A few weeks ago here in Stockholm we had a meetup about Elasticsearch. In this meetup they were talking about projects that use Elasticsearch, and one of these projects was Logstash. Logstash is a tool for managing events and logs. Basically, it collects your log events and store them into Elasticsearch. Later on, with the provided web interface called Kibana, you can search within all your logs in a really cool way.

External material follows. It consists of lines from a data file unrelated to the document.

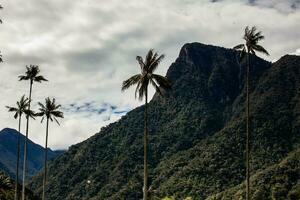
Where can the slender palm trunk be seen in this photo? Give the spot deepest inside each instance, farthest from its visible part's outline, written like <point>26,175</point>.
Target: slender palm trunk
<point>45,161</point>
<point>25,145</point>
<point>18,158</point>
<point>248,133</point>
<point>145,189</point>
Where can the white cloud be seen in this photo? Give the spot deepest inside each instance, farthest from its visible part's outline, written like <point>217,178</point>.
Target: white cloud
<point>86,48</point>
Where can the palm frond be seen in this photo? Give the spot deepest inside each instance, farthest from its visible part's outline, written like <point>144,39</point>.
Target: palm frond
<point>131,81</point>
<point>141,62</point>
<point>148,58</point>
<point>260,49</point>
<point>239,47</point>
<point>157,89</point>
<point>143,88</point>
<point>162,81</point>
<point>39,79</point>
<point>155,62</point>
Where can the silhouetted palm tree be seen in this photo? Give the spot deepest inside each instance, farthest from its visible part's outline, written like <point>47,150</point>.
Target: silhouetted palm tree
<point>48,111</point>
<point>22,108</point>
<point>142,80</point>
<point>251,37</point>
<point>5,184</point>
<point>32,75</point>
<point>1,23</point>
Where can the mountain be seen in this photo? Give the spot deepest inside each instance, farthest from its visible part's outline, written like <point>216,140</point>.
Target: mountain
<point>283,182</point>
<point>7,189</point>
<point>8,154</point>
<point>197,133</point>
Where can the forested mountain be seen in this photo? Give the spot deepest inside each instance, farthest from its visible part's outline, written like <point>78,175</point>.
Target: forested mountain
<point>8,154</point>
<point>197,133</point>
<point>7,187</point>
<point>279,181</point>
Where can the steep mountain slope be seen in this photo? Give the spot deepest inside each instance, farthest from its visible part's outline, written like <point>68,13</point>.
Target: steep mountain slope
<point>279,181</point>
<point>8,154</point>
<point>196,133</point>
<point>7,193</point>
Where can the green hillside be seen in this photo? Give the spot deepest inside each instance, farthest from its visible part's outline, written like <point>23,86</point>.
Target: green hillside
<point>7,186</point>
<point>197,134</point>
<point>280,181</point>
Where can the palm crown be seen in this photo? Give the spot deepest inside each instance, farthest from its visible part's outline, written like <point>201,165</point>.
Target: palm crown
<point>251,37</point>
<point>50,110</point>
<point>148,66</point>
<point>32,74</point>
<point>22,107</point>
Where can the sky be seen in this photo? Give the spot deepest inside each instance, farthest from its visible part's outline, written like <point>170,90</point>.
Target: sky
<point>86,48</point>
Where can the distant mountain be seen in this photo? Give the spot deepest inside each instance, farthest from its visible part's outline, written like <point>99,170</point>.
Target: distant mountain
<point>8,154</point>
<point>7,193</point>
<point>197,134</point>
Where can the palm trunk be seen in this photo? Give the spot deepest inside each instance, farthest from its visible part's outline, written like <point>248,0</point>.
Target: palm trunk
<point>18,158</point>
<point>25,145</point>
<point>248,133</point>
<point>45,161</point>
<point>145,189</point>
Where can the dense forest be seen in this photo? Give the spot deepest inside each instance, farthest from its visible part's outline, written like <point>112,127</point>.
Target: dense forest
<point>196,135</point>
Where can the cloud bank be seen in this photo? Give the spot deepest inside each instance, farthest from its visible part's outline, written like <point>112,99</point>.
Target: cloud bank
<point>87,48</point>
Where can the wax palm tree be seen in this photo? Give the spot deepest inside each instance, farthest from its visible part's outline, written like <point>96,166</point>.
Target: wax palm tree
<point>251,46</point>
<point>31,75</point>
<point>5,184</point>
<point>19,110</point>
<point>142,80</point>
<point>1,23</point>
<point>51,112</point>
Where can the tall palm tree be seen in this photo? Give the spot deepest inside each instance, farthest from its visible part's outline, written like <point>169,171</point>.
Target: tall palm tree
<point>251,46</point>
<point>148,66</point>
<point>1,23</point>
<point>5,184</point>
<point>51,112</point>
<point>22,108</point>
<point>31,75</point>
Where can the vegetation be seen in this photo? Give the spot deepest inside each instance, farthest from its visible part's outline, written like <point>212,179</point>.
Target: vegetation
<point>1,23</point>
<point>50,111</point>
<point>31,75</point>
<point>142,80</point>
<point>251,38</point>
<point>279,181</point>
<point>7,189</point>
<point>197,131</point>
<point>22,108</point>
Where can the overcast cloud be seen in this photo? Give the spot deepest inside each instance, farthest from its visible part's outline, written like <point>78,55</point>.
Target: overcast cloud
<point>86,48</point>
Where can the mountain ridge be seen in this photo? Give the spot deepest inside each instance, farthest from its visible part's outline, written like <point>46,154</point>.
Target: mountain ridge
<point>198,125</point>
<point>8,154</point>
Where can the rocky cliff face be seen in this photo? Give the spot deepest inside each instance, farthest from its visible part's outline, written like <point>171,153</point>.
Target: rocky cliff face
<point>196,132</point>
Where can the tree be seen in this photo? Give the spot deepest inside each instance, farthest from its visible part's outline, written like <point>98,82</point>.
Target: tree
<point>1,23</point>
<point>22,107</point>
<point>142,80</point>
<point>32,75</point>
<point>251,37</point>
<point>48,111</point>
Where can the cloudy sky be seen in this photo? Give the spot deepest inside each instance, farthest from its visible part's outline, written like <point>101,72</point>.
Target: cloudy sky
<point>86,48</point>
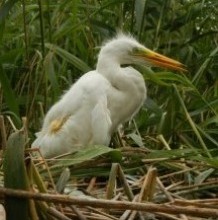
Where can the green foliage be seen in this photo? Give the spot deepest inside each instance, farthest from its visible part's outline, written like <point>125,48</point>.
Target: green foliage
<point>47,45</point>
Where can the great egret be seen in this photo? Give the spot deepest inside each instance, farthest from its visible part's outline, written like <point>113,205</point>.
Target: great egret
<point>102,99</point>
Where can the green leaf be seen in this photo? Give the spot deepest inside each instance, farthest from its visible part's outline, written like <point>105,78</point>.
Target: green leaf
<point>10,97</point>
<point>15,176</point>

I thought that this would be very useful for us and therefore I started to do some testing. The tests worked so smoothly that we have decided to put Logstash into production, and here comes the story. The figure below represents the recommended Lostash stack:
The message broker they recommend is Redis, and this is the one I tested. The majority of our scripts and tools are written in Python, and for logging, we’re using a logging package called logbook. If order to start sending messages to Logstash in an easy way and less intrusively as possible, I decided to implement a new log Handler for Redis, in such a way that to log into Logstash, we will just have to add the new Handler to our Logger. If you don’t know that much about python logging, take a quick look at this page.

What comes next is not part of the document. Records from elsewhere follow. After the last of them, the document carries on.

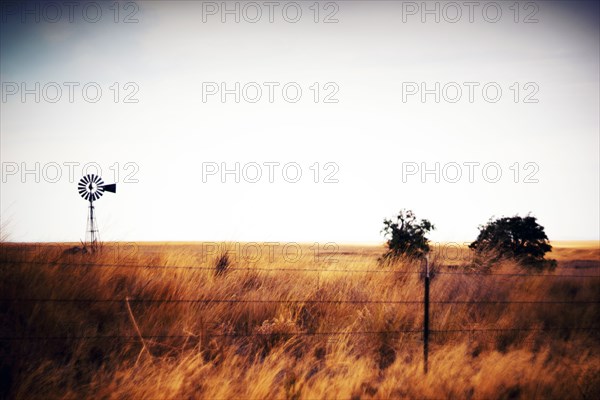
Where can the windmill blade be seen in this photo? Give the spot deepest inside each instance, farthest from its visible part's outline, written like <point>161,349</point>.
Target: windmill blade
<point>110,188</point>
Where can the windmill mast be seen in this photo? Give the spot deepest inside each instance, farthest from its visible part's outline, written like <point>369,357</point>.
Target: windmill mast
<point>92,228</point>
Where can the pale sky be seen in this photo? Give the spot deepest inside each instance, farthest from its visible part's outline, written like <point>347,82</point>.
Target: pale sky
<point>370,57</point>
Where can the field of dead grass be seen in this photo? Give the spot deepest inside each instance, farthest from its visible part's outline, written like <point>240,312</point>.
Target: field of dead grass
<point>160,321</point>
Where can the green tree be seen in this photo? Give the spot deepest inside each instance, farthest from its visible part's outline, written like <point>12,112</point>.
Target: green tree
<point>520,238</point>
<point>406,235</point>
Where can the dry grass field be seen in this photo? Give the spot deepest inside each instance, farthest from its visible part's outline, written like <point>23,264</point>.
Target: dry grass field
<point>177,321</point>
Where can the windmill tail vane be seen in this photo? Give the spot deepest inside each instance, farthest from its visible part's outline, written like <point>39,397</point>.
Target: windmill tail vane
<point>91,188</point>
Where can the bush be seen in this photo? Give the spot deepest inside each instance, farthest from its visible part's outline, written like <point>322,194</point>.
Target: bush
<point>406,236</point>
<point>520,238</point>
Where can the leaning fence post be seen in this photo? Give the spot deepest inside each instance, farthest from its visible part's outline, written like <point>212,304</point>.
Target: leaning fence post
<point>426,317</point>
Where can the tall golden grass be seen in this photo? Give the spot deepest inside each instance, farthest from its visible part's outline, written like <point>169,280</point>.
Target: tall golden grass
<point>347,328</point>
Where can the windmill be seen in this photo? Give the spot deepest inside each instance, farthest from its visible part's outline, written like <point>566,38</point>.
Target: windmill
<point>91,188</point>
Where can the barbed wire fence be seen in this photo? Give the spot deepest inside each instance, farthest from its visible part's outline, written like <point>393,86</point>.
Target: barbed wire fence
<point>419,334</point>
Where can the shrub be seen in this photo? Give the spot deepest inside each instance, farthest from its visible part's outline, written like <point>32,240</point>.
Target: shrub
<point>406,236</point>
<point>520,238</point>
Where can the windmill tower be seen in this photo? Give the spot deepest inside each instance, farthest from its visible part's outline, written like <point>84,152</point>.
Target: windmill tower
<point>91,188</point>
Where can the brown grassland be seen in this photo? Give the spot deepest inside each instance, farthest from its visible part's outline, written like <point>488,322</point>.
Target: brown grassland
<point>169,321</point>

After implementing the first version of the handler, and pull-requested to the upstream project, Gustavo J.A.M Carnerio, who has previously contributed to logbook, suggested me to use buffering. What I was doing in my first implementation of the handler was to push to Redis every single message that the handler emitted, directly. I therefore implemented a buffer that is emptied when it reaches certain size, or every second if never reaches that size, pushing the whole set of messages at once. But… what size is optimal?
Actually, as Gustavo suggested the only way to determine the size for the buffer is to run some tests and that’s what I did. To test the performance of the handler, I prepared script that for a set of buffer sizes, takes the time required to insert a certain amount of messages. I tested different buffer sizes and different amount of messages sent in a row. These are the results:
If we zoom in, we can see that, in all cases, with a buffer of 128 messages we’ve been able to insert more messages in less time. Buffering is indeed necessary, otherwise it becomes really slow for higher number of events:
The speed-buffer size ratio seems stable throughout all tests but not all corner cases are covered in this benchmark. Other factors like increasing or decreasing the interval time for the automatic flushing (currently one sec., as said before), can influence in the performance.
But at least these tests justify the default parameters (totally customisable, by the way), of the RedisHandler in logbook.